Aldosterone-Induced Renal Lymphangiogenesis and Endothelial-To-Mesenchymal Transformation to Promote Renal Interstitial Fibrosis Through the MR/TGF-β1 Pathway in Mice

Background: Lymphangiogenesis and phenotypic transformation of endothelial cells are closely associated with the progression of renal interstitial fibrosis. Inflammatory injury triggered by Mineralocorticoid Receptor (MR) activation serves as the initial stimulus for lymphangiogenesis.

Methods: Thirty specific pathogen-free (SPF) male C57BL/6 mice were assigned to three groups randomly: the control group (CON), aldosterone-treated group (ALD group, in which aldosterone was infused at a rate of 0.75 μg/h via mini-osmotic pumps for 12 weeks), and esaxerenone-treated group (ESA group, administered at a dosage of 1 mg/kg/day via diet). The expression levels of lymphatic markers (lymphatic vessel endothelial hyaluronan receptor 1 (LYVE-1), vascular endothelial growth factor receptor 3 (VEGFR3), podoplanin, and VEGFC) were assessed using immunohistochemistry, immunofluorescence, and western blot analysis. Inflammatory injury markers (CD68, F4/80, IL-1β, TNF-α and TGF-β1) and endothelial-to-mesenchymal transition (EndMT, LYVE-1⁺ vimentin/α smooth muscle actin (α-SMA)⁺) were evaluated. In vitro, the effects of aldosterone on the migration, tube formation, and phenotypic transformation of human lymphatic endothelial cells (HLECs) in the presence of TGF-β1 or VEGFC were investigated.

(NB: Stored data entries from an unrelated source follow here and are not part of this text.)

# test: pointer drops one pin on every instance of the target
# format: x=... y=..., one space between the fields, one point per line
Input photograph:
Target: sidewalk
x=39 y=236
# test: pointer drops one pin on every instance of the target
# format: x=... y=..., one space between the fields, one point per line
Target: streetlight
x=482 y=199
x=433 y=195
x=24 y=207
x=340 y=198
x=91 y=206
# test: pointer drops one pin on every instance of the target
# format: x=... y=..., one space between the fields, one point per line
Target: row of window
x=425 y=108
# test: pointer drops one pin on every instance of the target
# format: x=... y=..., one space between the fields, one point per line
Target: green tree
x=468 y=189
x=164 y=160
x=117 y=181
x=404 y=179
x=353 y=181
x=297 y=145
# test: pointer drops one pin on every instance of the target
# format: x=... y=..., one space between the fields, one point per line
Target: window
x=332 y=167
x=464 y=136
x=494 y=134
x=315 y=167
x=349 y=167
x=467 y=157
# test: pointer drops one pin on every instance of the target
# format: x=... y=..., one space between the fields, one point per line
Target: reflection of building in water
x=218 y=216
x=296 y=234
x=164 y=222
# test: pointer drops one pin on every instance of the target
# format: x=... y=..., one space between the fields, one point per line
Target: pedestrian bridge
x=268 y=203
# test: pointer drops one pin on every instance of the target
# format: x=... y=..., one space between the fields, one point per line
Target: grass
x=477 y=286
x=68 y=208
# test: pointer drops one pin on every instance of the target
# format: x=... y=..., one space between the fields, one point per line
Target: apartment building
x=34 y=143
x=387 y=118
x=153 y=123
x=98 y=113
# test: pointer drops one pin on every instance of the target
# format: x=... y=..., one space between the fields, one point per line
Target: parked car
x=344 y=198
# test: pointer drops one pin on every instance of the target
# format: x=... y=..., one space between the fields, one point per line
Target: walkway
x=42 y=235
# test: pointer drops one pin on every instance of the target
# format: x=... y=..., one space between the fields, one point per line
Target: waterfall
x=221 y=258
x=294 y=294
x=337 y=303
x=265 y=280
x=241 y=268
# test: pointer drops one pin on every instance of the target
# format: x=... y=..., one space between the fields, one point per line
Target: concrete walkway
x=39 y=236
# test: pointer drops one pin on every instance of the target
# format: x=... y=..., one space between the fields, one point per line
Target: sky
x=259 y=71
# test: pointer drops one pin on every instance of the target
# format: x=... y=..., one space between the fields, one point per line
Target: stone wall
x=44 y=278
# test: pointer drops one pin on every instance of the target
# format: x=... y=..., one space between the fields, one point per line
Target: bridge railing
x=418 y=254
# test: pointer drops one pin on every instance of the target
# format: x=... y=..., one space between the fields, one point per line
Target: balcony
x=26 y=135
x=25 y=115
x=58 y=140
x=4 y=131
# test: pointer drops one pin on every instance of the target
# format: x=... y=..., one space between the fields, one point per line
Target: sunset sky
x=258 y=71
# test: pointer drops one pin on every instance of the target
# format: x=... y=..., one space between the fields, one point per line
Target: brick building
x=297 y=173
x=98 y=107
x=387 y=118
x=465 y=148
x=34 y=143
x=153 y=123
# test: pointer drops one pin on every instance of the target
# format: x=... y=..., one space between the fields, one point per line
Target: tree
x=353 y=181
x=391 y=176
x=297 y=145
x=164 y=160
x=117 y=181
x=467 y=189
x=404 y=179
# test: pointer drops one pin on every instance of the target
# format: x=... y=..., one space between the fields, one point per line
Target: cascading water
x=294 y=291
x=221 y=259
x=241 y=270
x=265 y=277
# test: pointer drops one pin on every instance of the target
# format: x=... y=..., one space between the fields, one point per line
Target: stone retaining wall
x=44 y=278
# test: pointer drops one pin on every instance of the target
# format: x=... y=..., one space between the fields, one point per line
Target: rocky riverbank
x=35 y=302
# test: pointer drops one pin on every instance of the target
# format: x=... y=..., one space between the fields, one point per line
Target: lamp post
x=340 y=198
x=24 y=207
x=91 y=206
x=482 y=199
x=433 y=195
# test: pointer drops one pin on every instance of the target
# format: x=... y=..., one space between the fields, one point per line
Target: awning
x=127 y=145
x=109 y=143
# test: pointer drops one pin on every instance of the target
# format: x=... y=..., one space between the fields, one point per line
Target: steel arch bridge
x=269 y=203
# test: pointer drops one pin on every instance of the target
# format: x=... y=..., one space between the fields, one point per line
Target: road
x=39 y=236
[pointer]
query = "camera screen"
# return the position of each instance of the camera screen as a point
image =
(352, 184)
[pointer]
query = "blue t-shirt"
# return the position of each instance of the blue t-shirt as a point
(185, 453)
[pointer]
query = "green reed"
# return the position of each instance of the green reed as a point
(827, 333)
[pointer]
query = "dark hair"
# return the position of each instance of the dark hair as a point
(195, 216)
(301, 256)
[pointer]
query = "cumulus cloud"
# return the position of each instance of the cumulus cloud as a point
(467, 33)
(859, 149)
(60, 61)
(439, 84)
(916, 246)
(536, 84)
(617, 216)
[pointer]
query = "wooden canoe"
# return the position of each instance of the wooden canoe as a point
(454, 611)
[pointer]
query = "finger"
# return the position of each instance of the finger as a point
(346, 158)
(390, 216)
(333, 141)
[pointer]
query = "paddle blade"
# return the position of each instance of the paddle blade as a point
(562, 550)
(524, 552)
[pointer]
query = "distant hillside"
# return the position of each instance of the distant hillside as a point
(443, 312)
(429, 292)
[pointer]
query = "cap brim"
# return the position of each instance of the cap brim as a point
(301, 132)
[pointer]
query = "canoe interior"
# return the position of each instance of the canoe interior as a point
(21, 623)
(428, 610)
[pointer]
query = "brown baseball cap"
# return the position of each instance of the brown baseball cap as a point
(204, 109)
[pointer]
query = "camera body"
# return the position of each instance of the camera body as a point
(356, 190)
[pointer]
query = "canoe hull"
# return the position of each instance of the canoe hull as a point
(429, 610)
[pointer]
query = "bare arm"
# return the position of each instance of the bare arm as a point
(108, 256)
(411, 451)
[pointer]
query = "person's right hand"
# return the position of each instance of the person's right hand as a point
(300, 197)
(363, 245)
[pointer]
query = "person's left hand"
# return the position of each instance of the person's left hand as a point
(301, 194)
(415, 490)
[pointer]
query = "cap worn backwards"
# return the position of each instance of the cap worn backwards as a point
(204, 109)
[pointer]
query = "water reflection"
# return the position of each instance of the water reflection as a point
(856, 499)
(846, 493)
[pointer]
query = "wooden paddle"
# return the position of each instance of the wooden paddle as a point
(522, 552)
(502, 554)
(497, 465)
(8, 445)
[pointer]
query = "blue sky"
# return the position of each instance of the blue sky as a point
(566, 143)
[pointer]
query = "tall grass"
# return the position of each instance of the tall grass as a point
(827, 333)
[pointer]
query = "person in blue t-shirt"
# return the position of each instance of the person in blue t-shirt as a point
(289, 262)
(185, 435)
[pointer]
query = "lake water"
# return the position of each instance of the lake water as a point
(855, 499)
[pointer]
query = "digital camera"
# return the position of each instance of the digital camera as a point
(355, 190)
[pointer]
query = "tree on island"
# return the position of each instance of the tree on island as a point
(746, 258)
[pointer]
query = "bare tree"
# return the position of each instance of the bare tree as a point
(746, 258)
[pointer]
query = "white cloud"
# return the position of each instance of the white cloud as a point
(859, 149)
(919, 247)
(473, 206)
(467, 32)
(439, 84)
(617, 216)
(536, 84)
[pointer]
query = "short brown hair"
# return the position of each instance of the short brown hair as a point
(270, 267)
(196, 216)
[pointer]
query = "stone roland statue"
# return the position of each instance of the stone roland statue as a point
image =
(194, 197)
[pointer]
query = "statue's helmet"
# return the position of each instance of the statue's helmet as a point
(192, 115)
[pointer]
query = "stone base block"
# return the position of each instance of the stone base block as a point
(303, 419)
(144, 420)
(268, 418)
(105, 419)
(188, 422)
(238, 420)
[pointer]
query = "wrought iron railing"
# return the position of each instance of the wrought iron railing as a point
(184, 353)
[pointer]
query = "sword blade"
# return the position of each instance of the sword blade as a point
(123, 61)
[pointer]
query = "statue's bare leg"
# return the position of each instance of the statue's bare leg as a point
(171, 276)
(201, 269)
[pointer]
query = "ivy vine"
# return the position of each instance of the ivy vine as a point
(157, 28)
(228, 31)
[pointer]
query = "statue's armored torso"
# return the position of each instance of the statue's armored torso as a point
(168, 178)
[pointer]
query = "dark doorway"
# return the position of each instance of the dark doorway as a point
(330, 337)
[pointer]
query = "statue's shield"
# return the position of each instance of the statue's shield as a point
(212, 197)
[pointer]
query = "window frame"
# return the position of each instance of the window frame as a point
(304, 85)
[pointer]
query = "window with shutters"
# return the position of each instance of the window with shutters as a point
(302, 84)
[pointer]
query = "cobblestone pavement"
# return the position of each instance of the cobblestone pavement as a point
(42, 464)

Results: In the ALD group, significant increases in lymphangiogenesis, macrophage infiltration, and the expression of TGF-β1, TNF-α, IL-1β and VEGFC were observed. Immunofluorescence double staining revealed that VEGFC was predominantly secreted by macrophages, and that lymphatic endothelial cells exhibited expression of vimentin and α-SMA. In vitro experiments demonstrated that aldosterone promoted HLECs migration and tube formation, as well as the activation of inflammatory cytokines and MR. Flow cytometry analysis indicated that HLECs underwent myofibroblastic transformation, which could be attenuated by MR blocker esaxerenone.

Conclusions: Aldosterone induces inflammatory injury, thereby promoting renal lymphangiogenesis and EndMT.

EndMT; TGF-β1; VEGFC; aldosterone; lymphangiogenesis; mineralocorticoid receptor.